Wednesday, October 18, 2006

Party season has begun

As most of you know, party season starts around here in October with The First Birthday and ends in January with The Last Birthday. With St. Nicholas, Christmas, and one more birthday squeezed in between. This year we started one day early because the bowling alley doesn't do parties on Thursdays so it was either Wednesday or Friday.

So today was the Kid Party with the pals from school and tomorrow is the real birthday.

It was fun. When you sign up for a bowling party you think that an hour of bowling* is not very long. But in fact when it is Disco Magic Bowling, wherein the room is darkish and strobe lights and flicker lights and mirrored balls in the ceiling and black lights and glowing flourescent colored bowling pins and bowling balls give the only illumination; when some kind of smoke pours down from the ceiling every now and again (in time to the music no less) and there are animated dancing things on the screens which in the olden days only showed the actual game score, well, then an hour is about as much as they can handle.+

It's more than the fours can handle actually, we had our two four year olds and one of the young fives in tears at least once each for no reason other than the top blowing off their personal central nervous systems.
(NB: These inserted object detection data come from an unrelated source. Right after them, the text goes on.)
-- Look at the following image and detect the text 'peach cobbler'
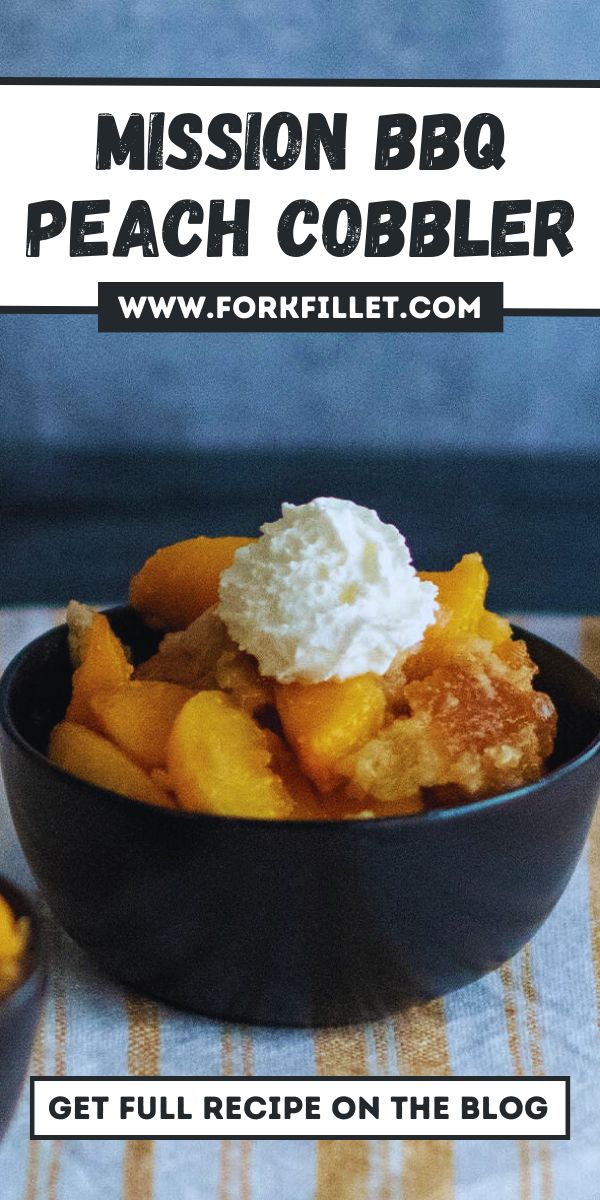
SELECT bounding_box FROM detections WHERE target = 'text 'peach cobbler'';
[49,498,557,820]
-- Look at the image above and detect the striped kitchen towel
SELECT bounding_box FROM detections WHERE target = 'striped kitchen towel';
[0,608,600,1200]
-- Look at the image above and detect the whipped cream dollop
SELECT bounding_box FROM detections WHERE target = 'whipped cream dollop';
[218,497,437,683]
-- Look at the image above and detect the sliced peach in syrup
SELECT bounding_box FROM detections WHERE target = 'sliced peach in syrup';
[48,721,174,808]
[130,538,253,630]
[167,691,293,818]
[66,612,133,730]
[404,553,511,679]
[90,679,193,770]
[275,674,385,792]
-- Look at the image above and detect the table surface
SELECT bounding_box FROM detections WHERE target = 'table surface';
[0,608,600,1200]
Though each of them went right back to bowling after being gently removed to a quieter venue and petted for a few minutes.
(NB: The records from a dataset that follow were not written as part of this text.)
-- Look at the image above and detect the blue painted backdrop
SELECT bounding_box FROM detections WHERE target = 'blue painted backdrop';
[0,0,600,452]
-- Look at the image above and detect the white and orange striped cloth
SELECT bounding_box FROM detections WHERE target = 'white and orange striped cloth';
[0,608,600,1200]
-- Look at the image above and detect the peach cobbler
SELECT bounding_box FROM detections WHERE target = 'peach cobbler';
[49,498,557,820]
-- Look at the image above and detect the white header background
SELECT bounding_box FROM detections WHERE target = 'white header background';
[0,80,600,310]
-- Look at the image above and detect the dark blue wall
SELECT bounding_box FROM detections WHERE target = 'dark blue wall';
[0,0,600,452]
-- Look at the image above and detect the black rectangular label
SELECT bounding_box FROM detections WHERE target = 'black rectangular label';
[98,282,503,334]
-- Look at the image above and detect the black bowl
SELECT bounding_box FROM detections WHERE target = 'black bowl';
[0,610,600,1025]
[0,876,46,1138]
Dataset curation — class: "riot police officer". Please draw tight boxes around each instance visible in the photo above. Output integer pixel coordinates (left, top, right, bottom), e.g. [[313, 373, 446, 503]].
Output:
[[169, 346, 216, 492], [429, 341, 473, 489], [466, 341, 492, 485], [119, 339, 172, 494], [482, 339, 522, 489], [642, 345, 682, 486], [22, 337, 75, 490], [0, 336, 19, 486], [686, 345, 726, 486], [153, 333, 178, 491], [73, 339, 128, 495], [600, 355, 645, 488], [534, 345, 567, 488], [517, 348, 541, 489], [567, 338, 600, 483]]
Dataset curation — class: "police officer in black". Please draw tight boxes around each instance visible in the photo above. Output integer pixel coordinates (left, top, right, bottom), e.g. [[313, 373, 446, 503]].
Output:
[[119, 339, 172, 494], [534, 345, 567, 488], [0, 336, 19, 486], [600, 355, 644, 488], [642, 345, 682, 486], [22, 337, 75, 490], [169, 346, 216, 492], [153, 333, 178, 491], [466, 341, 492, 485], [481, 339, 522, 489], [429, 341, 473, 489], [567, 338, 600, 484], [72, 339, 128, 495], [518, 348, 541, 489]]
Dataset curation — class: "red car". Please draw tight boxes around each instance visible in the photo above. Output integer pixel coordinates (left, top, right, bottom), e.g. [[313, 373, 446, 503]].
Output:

Douwe demanded a "Mars Cake" for his birthday. A "Mars Cake" has nothing to do with the planet. A Mars Cake it turns out is a cake which is just like a Mars Bar. An American Mars cake no less. Well, he did not demand it; he requested it. Firmly. So I said that there was no such thing. He said there certainly was: you make a chocolate cake, then you put the white fluffy stuff on the bottom, caramel on top of that, then you put chocolate all over it and that's a Mars Cake. He then cut a Mars Bar in half with a knife to demonstrate the layers. (Like I have never seen a Mars Bar). Oh, and it has to be a rectangle.

Let no one say I do not play requests. One package of Duncan Hines Chocolate cake mix, one jar of Marshmallow Fluff**, one bag of caramels later, here is a Mars Cake:



Okay, and some whipped cream. It isn't a cake in Holland without whipped cream. It's a dairy country, they don't do frosting.

I was assured that no self respecting Dutch child would ever eat such a thing, which was greeted with horrible shudders all round by the rest of my family. So I also made the same cake I have made for Douwe every year since we got here, which is really a cheesecake but they call it something else:
















We invited eight kids and six came, which is pretty good for us. Since The First Birthday falls in a vacation period, we always lose a couple to travel and other vacation plans.

We had only one girl, who was in fact the first child I met at the Montessori School. She walked up to me and announced that she was going to marry my son. Quite seriously. So I congratulated her on her taste and said I was pleased to meet her. (Well, what was I supposed to say?) She went on to say that I should keep this nugget to myself as she had not told the groom yet. Oh, I said, well, you should probably mention it at some point. She said, "Oh, yes, but he can be so difficult, so I will tell him at the very last moment. Then he'll just go along".

Since I regularly use the same technique on him, I could find nothing to quarrel with about this and promised to say nothing and asked her what color dress I should wear. "oh, what you like" she said. "They will all be looking at me anyway".

Gotta like that kid. The boys were mostly the usual suspects, with a few new additions since the start of the new school year.






And after much bowling we moved on to the rest of the bacchanalia:






No of course that beer is not his. It wasn't that kind of party.

And may I just add that the horrible American Cake was entirely demolished, destroyed, right down to its last Fluffer Nutter soaked crumb. So There.

Well, okay, there are a couple pieces left, otherwise I would be baking another one right now. For the Second Installment tomorrow.

Stay tuned.


*followed by food, some kind of horrible punch thingie which the kids suck down as though they had recently been crawling on all fours across a desert, cake, ice cream, and then candy on top of that -- ooh, my kids' friends' parents are lovin' me right about now, as their offspring race around making crop circles in the carpet, screaming incoherently from the sugar rush. Like, say, this



Or maybe an impromptu conga line in the living room:















+ I know, in the real Olden Days they kept score on paper. With a pencil. Probably a grease pencil, the kind you pulled the string and unravelled it in strips. But I am not old enough to remember those.


** Real American! it says on the label. I never saw a jar of marshmallow fluff in my life before moving here but there you are.

2 comments:

josetteplank.com said...

What a wonderful party!

And this:

"Oh, yes, but he can be so difficult, so I will tell him at the very last moment. Then he'll just go along".

This young lady is wise beyond her years. Set up an arranged marriage as soon as possible, lol! That was my sentiment and tactic with my husband.

Anonymous said...

Jeannine:

You have not lost your touch. My stomach muscles are hurting from the surpressed laughter!!!